KANSAS CITY, Mo. — Andy Dirks and Omar Infante were the five-hit stars for the Detroit Tigers on Friday night.
Infante set career highs with five hits and six RBIs, Dirks also went 5 for 5 and the Tigers pounded the Kansas City Royals 16-2.
“I don’t know how many times it happened, two guys with five hits in the same game,” Tigers manager Jim Leyland said. “It’s just one of those games, a freak game.”
Austin Jackson drove in four runs as the Tigers finished with a season-high 26 hits. Dirks, who is hitting .410 against Kansas City this season, scored four times.
“The hits just fell tonight,” Dirks said. “That’s baseball.
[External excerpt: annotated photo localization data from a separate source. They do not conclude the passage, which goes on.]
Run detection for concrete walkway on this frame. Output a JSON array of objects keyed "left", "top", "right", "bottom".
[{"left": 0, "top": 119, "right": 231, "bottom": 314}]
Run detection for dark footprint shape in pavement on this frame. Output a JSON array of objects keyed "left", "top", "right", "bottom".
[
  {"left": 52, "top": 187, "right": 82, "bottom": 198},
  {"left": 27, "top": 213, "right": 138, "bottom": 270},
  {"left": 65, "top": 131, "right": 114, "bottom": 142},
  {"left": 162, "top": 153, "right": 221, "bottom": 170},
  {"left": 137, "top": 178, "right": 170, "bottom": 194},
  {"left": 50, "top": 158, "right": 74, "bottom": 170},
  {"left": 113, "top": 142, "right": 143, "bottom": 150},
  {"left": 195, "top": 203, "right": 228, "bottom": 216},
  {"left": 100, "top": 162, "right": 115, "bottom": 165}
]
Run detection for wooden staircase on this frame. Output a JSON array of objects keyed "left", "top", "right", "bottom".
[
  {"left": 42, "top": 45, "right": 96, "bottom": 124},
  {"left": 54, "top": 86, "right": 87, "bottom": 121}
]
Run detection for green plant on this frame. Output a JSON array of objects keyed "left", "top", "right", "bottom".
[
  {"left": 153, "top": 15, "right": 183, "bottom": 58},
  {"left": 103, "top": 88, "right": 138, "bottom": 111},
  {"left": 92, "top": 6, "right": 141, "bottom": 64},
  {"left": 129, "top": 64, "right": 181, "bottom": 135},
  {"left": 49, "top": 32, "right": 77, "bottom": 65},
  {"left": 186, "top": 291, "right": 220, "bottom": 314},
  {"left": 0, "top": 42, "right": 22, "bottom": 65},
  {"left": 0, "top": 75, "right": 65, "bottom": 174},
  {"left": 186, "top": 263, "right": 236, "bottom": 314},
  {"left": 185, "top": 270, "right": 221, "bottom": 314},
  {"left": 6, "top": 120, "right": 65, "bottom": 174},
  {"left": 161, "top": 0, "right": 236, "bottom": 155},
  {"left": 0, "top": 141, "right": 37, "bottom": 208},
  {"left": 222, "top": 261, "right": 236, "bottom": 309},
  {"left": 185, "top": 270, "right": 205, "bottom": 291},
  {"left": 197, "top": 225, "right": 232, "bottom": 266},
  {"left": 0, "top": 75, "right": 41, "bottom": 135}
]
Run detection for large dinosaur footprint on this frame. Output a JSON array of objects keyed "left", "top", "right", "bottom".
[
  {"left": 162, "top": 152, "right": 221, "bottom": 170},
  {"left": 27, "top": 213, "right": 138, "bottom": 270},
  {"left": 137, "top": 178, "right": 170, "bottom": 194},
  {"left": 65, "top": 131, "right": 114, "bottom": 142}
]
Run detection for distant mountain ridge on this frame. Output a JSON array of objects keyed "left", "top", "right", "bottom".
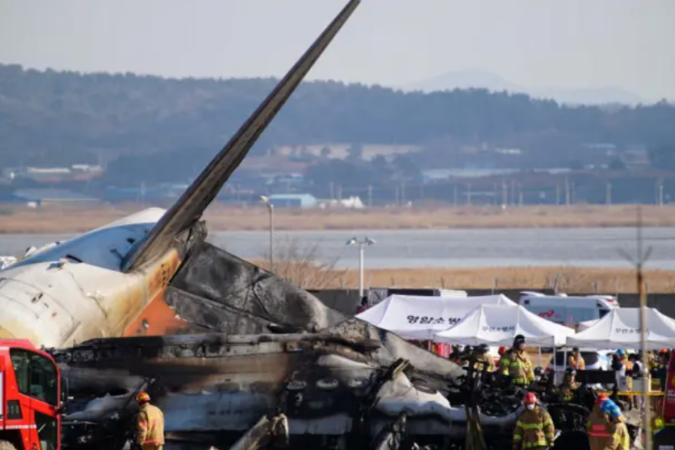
[{"left": 398, "top": 69, "right": 644, "bottom": 106}]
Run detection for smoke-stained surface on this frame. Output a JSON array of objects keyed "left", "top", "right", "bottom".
[{"left": 167, "top": 241, "right": 348, "bottom": 334}]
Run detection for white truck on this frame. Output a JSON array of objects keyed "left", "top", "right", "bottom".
[{"left": 518, "top": 291, "right": 619, "bottom": 329}]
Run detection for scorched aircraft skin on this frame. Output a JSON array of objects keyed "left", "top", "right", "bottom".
[{"left": 0, "top": 1, "right": 528, "bottom": 449}]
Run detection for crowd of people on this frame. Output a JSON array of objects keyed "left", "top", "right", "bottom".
[{"left": 429, "top": 336, "right": 673, "bottom": 449}]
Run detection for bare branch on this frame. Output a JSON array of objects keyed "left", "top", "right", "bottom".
[{"left": 258, "top": 237, "right": 347, "bottom": 289}]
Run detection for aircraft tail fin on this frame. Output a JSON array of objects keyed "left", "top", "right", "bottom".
[{"left": 122, "top": 0, "right": 361, "bottom": 272}]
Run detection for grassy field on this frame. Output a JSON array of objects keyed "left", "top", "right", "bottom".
[
  {"left": 1, "top": 203, "right": 674, "bottom": 233},
  {"left": 251, "top": 260, "right": 675, "bottom": 293}
]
When I hit it, it just went in the holes.”
The Tigers’ rout came after they were clubbed 20-4 at Boston in their previous game.
“I don’t even remember that game,” Dirks said. “In baseball if you win a game by one run or 20 runs, it only counts as one game.”
But Dirks, who went to Wichita State, won’t forget this one. Dirks’ parents were at the game.
“That was nice,” he said.
Infante had run-scoring singles in the second, fourth and seventh innings and a three-run double in the fifth.
It was more than enough support for Anibal Sanchez (13-7), who allowed one run in seven innings while lowering his AL-best ERA to 2.61.
“Sanchez, in my opinion, shut their offense down and that was the key to the game,” Leyland said.
Sparked by the return of Miguel Cabrera, every Detroit starter had a hit and scored a run in the first five innings. The Tigers sent 10 men to the plate in the second and fourth, scoring five times in each frame.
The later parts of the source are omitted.